The COVID-19 pandemic caused by severe acute respiratory syndrome coronavirus 2 (SARS-CoV-2) has infected over 16.67 million individuals and caused over 659,000 deaths around the world. Commonly the deadly virus and its impact are measured by the case fatality ratio (CFR).
A new study published in the journal PLOS Medicine reveals that the symptomatic case fatality ratio (sCFR) and the infection fatality ratio (IFR) could be more accurate ways to measure the epidemiology of the infection.
This study was funded by grants from the Swiss National Science Foundation and the European Union's Horizon 2020 research and innovation program - project EpiPose.

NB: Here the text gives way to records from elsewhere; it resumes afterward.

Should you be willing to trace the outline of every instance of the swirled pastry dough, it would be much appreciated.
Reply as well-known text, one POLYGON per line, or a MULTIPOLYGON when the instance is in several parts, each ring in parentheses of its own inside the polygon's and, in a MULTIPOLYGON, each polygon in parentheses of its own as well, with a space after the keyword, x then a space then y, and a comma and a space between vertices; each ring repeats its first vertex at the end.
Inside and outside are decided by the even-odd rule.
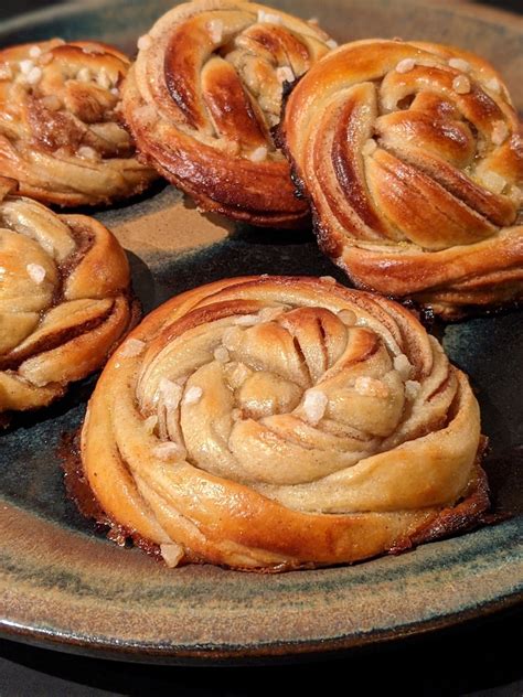
POLYGON ((9 191, 0 178, 3 422, 6 412, 43 407, 98 368, 132 314, 127 258, 109 230, 9 191))
POLYGON ((284 131, 320 245, 359 287, 447 318, 521 299, 523 141, 485 61, 346 44, 296 87, 284 131))
POLYGON ((161 305, 110 358, 82 431, 111 521, 171 565, 263 570, 470 525, 488 505, 479 444, 466 376, 413 314, 290 277, 161 305))
POLYGON ((58 39, 0 51, 0 171, 43 203, 95 205, 140 193, 157 174, 136 159, 115 109, 122 53, 58 39))
POLYGON ((237 0, 195 0, 138 42, 124 114, 158 171, 207 211, 258 225, 308 214, 275 146, 285 83, 329 51, 327 34, 237 0))

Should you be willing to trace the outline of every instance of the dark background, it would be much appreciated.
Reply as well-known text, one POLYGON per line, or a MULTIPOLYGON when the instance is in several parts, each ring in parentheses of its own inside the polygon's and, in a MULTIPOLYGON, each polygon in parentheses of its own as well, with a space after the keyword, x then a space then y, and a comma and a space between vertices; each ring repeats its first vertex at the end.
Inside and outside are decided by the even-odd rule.
MULTIPOLYGON (((0 0, 0 20, 60 0, 0 0)), ((483 2, 523 13, 523 0, 483 2)), ((0 697, 175 695, 523 696, 523 610, 300 665, 209 668, 125 664, 0 640, 0 697)))

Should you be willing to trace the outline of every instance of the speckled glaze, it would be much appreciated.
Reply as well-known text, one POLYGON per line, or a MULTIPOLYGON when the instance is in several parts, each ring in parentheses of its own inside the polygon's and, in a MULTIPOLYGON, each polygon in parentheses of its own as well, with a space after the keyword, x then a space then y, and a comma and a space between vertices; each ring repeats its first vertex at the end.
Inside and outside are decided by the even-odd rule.
MULTIPOLYGON (((132 52, 172 4, 82 2, 7 22, 0 44, 97 37, 132 52)), ((339 41, 428 39, 477 50, 503 73, 523 109, 523 22, 461 4, 402 0, 280 0, 316 15, 339 41)), ((170 186, 97 217, 128 249, 146 311, 194 286, 243 274, 342 275, 310 230, 233 226, 202 216, 170 186)), ((471 377, 491 439, 487 470, 498 525, 353 567, 246 575, 210 566, 169 570, 96 533, 64 495, 57 458, 95 378, 0 435, 0 630, 66 651, 181 664, 268 662, 332 653, 493 612, 523 599, 523 314, 436 324, 471 377)))

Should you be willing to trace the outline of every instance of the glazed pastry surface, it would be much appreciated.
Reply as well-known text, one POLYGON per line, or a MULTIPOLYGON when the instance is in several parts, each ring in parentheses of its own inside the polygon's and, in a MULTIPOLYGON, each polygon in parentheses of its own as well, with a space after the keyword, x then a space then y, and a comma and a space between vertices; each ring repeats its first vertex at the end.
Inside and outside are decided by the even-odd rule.
POLYGON ((448 319, 521 300, 521 126, 500 75, 430 43, 341 46, 282 133, 319 243, 362 288, 448 319))
POLYGON ((177 6, 138 42, 124 114, 158 171, 206 211, 256 225, 308 214, 271 129, 284 85, 333 42, 318 26, 260 4, 177 6))
POLYGON ((53 39, 0 51, 0 172, 20 193, 62 206, 99 205, 143 191, 116 108, 129 58, 93 41, 53 39))
POLYGON ((0 178, 2 422, 100 367, 131 315, 127 258, 109 230, 10 194, 0 178))
POLYGON ((82 431, 116 525, 170 566, 350 562, 489 505, 467 377, 395 302, 333 279, 226 279, 115 352, 82 431))

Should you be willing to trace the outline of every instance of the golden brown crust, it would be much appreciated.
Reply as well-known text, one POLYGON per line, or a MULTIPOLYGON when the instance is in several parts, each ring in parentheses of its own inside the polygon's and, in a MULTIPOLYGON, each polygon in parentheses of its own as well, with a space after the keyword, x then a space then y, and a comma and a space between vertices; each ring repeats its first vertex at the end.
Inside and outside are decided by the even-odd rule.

What was this study about?
Researchers led by Anthony Hauser from the University of Bern, Switzerland, said that it is vital to understand the risk of mortality due to COVID-19 to predict the prognosis or outcome of the infection as well as for the planning of healthcare capacity and its preparedness. It is also important as a tool to predict the outcome of the pandemic.
The team explained that the case–fatality ratio (CFR) could be estimated by calculating the total numbers of reported cases and reported deaths. They write, "...it can be a misleading measure of overall mortality". They wrote that symptomatic case–fatality ratio (sCFR) is essentially the proportion of persons who have been infected and show symptoms who go on to die throughout their SARS-CoV-2 infection. This is said to be clinically relevant in assessing the prognosis or outcome of the infection as well as estimating the healthcare requirements. The infection– fatality ratio (IFR), on the other hand, is the proportion of individuals infected with the SARS-CoV-2 who will eventually succumb to the infection. This is said to be the "central indicator for public health evaluation" when estimating the overall impact of an epidemic on a given population wrote the researchers.
The purpose of this study was to use mathematical models to simulate the transmission process of the SARS CoV-2 based on the surveillance data and from these estimate death rates due to the virus. They also adjusted the results for various factors to calculate the CFR as well as the symptomatic case–fatality ratio (sCFR), and the infection–fatality ratio (IFR). This was done in different regions in China and across Europe.
Model fit for Hubei, China, of (A) incident cases of SARS-CoV-2 infection by date of symptom onset, (B) total cases, (C) age distribution of cases, (D) incidence of deaths, (E) total number of deaths among individuals infected until 11 February 2020, and (F) age distribution of deaths. White circles and bars represent data. Lines and shaded areas or points and ranges show the posterior median and 95% credible intervals for six types of model output: reported cases, symptomatic cases, overall cases (i.e., symptomatic and asymptomatic cases), reported deaths until 11 February 2020, projected deaths after 11 February 2020, and overall deaths. SARS-CoV-2, severe acute respiratory syndrome coronavirus 2.
What was done?
For this study, the team developed a model in which they stratified the data according to age. Their model was called the "susceptible-exposed-infected-removed (SEIR) compartmental model." It helped the researchers to define the dynamics of the spread of the infection and the risk of death or mortality during the COVID-19 pandemic. They wrote that they accounted for two biases "preferential ascertainment of severe cases and right-censoring of mortality."
Their data was gathered from Hubei Province, China, and also applied to six regions in Europe including, "Austria, Bavaria (Germany), Baden-Wu¨rttemberg (Germany), Lombardy (Italy), Spain, and Switzerland."
What did they find?
From their modeling, the team found that the case fatality rate was 2.4 percent in Hubei while the sCFR was 3.7 percent, and IFR was 2.9 percent. They wrote that with time the measures of mortality changed.
Coming to the six regions of Europe, the CFR was widely different. On the other hand, the sCFR and IFR, when adjusted for the biases, were more or less similar in the six regions. The range of IFR, for example, was 0.5 percent in Switzerland and 1.4 percent in Lombardy, Italy.
The risk of death rose with age in all regions with those over 80 years of age having an IFR between 20 percent in Switzerland and 34 percent in Spain.
Implications of the study
The authors have proposed a comprehensive method to estimate the SARS-CoV-2 mortality from the available surveillance data. They wrote that CFR might not be a good predictor of the overall risk of death due to SARS-CoV-2 and recommend that it should not be used for policy-making decisions and comparison across settings.
This study also reveals there are differences in IFR in different geographical regions, and the total size of the epidemic in different areas can be estimated by estimating the region-specific IFR. The team wrote in conclusion, "The sCFR and IFR, adjusted for right-censoring and preferential ascertainment of severe cases, are measures that can be used to improve and monitor clinical and public health strategies to reduce the deaths from SARS-CoV-2 infection."
The team called for further long term studies to see if these parameters and subsequent policies could help reduce the risk of death from SARS-CoV-2, especially among older individuals. These studies can also explore the reasons behind the differences in mortality rates due to the pandemic seen in different geographical regions around the world.